Biorelevant Media l Hydrodynamics in the GIT l API/Formulation properties
Biorelevant Media l Hydrodynamics
in the GIT l API/Formulation
properties
How a medicine
should be taken is usually explained in the patient information leaflet
provided by the manufacturer. Whether a drug is taken before or after a meal
can have a big impact on its absorption because food changes the properties of
gastrointestinal fluids a lot. Gut fluids in both fasted and fed states are
simulated by Biorelevant Media.
I have already shared the information regarding Fluid
composition in the GIT. More details refer link
https://pharmatutor21.blogspot.com/2021/01/biorelevant-dissolution-media.html
This blog will help you to understand other two steps i.e. Hydrodynamics
in the GIT and API/formulation properties
Biorelevant dissolution medium
Before the development of biorelevant dissolution medium the
following steps should be considered
1) Fluid composition in the GIT
2) Hydrodynamics in
the GIT
3) API/formulation
properties
4) Prediction of plasma profile
5) Development of IVIVCs
2) Hydrodynamics:
The dissolution fluid
flow characteristics should consist of a predictable pattern that is free of
irregularities or variable turbulence.

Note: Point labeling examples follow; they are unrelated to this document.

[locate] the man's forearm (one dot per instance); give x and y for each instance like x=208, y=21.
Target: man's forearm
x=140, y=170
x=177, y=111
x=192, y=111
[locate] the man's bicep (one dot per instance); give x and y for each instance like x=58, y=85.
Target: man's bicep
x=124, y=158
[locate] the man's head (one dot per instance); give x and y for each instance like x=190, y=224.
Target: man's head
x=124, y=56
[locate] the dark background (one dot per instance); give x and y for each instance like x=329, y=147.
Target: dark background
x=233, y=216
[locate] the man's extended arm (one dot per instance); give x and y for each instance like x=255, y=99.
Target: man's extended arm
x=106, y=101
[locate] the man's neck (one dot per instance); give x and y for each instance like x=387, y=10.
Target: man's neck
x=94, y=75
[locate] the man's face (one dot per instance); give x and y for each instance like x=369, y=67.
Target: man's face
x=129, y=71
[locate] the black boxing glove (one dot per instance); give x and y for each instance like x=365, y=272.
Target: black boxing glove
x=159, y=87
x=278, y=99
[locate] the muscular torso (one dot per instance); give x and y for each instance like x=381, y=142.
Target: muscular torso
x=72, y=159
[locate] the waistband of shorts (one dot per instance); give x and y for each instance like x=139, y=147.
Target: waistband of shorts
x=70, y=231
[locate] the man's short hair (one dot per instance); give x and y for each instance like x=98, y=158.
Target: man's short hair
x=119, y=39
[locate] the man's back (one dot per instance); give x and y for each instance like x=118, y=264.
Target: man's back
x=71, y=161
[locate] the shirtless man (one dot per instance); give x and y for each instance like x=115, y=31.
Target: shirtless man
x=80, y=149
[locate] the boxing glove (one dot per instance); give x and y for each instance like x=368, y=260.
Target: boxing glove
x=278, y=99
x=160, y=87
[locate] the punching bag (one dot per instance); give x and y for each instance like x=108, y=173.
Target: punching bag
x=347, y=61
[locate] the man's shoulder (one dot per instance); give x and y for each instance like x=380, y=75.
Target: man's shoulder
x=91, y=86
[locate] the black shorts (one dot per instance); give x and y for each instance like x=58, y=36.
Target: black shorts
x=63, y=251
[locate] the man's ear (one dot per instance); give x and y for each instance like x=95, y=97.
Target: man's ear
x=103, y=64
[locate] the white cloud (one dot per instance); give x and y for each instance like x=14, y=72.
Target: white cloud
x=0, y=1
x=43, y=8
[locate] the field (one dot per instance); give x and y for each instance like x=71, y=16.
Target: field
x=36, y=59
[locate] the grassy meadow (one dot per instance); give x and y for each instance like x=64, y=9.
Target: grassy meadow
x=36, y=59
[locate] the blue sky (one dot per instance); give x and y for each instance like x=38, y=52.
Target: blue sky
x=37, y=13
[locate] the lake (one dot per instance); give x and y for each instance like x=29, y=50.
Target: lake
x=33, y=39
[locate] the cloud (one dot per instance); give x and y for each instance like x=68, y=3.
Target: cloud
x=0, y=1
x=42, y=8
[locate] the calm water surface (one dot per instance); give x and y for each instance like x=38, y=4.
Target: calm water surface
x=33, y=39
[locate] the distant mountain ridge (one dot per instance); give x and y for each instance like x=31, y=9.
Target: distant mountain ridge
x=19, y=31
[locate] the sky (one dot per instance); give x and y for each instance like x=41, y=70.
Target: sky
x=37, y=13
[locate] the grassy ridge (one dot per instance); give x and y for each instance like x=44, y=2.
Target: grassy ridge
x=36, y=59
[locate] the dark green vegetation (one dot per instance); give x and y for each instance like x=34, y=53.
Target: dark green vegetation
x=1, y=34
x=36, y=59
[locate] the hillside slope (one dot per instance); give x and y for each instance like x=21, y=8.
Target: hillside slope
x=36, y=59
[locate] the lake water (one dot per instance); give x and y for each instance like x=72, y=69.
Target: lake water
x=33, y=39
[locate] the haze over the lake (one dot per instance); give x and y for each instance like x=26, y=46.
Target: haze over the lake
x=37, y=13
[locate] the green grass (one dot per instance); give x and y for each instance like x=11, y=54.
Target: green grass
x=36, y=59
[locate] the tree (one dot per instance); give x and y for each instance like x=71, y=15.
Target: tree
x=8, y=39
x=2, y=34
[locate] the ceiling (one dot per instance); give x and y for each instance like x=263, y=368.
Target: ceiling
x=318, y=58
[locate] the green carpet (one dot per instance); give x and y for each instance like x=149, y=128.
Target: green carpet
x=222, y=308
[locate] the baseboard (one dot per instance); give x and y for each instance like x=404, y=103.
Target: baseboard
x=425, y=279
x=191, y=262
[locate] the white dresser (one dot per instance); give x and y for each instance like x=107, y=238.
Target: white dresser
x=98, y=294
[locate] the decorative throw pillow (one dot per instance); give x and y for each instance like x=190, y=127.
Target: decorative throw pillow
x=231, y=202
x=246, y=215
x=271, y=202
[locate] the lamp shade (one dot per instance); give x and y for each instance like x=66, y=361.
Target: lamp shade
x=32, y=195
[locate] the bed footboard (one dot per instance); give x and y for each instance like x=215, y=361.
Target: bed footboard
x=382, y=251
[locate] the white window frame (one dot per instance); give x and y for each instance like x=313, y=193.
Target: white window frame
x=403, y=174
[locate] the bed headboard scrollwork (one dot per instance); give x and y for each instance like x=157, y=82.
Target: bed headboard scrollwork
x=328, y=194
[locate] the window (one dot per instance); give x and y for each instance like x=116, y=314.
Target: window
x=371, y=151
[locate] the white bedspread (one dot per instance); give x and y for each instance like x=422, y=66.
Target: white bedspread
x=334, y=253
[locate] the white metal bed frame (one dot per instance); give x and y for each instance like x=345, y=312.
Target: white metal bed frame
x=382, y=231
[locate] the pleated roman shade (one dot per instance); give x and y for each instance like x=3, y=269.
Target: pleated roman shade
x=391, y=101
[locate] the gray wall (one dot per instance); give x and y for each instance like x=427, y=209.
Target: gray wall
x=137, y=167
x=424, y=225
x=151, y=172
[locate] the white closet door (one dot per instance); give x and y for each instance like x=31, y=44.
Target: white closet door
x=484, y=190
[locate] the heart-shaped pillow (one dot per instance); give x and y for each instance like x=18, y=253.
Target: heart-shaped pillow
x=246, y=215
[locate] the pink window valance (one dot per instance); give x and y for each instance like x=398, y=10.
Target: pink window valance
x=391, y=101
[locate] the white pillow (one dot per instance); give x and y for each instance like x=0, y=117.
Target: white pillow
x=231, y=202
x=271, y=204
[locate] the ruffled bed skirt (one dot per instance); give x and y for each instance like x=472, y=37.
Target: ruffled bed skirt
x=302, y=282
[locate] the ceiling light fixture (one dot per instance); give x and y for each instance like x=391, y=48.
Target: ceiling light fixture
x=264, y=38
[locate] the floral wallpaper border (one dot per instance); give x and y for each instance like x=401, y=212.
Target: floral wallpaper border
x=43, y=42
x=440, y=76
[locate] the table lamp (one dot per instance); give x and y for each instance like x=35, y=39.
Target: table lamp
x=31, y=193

Hydrodynamics is predominant for the
overall dissolution rate if the mass transfer process is mainly controlled by
convection/diffusion as is usually the case for poorly soluble substances. A
thorough knowledge of hydrodynamics is useful in the course of dissolution
method development and formulation development for pharmaceutical industries
quality needs. The dissolution apparatus used for different formulation are
shown in Table 1.
Table 1: Apparatus used for different formulation
Types of dosage
form |
Release method |
Solid oral dosage form |
Basket, paddle, reciprocating
cylinder |
Implants |
Modified flow through cell |
Chewing gum |
Special apparatus |
Powders & granules |
Flow through cell |
For more details about the dissolution apparatus used for different formulation refer the link
https://pharmatutor21.blogspot.com/2021/01/different-dissolution-testing-apparatus.html
Muscular contraction
in the wall of the small intestine achieve two objectives one is stirring of
the contents to increase exposure to enzymes and to bring the luminaly digested
products close to the wall and second propulsion of indigestible material
towards the distal gut.
3) API/Formulation characteristics
Knowledge of the physiochemical
nature of a compound in biorelevant media is useful for formulation
development, which follows API phase selection. Based on this information the
pKa profile of compound could be improved by modifying the surfactants or
excipients in the formulation. Many new chemical entities possess
physiochemical characteristics unfavorable for oral absorption.
· BCS:
A biopharmaceutical
classification system is a scientific framework for classifying the drug
substance based on their aqueous solubility and intestinal permeability. The
BCS was first devised in 1995, by Amidon et al and since then it has become a
benchmark in the regulation of bioequivalence of oral drug products. According
to BCS classification drugs can be categorized as follows
Class 1: High
solubility and high permeability
Class 2: Low
solubility and high permeability
Class 3: High
solubility and low permeability
Class 4: Low
solubility and low permeability
For drugs belonging
to class 1 and 3, simple aqueous media such as SGF and SIF (with or without
enzymes) are suggested. In contrast for class 2 and 4 use of biorelevant media
is recommended for dissolution testing. There are various methods of
determination of solubility and permeability.
For more details of
BCS classification, refer link
https://pharmatutor21.blogspot.com/2021/01/the-biopharmaceutics-classification.html
· Solubility:
Solubility is a
crucial parameter for successful drug development as poor solubility
compromises the Pharmacokinetic and Pharmacodynamic properties of drug. Drug
solubility testing in biorelevant media has become an indispensable tool in
pharmaceutical development.
Solubility can be
measured either thermodynamically or kinetically.
Ø Thermodynamic
solubility can be defined as the concentration in solution of a compound
in equilibrium with an excess of solid material at the end of the dissolution
process and often considered as true solubility.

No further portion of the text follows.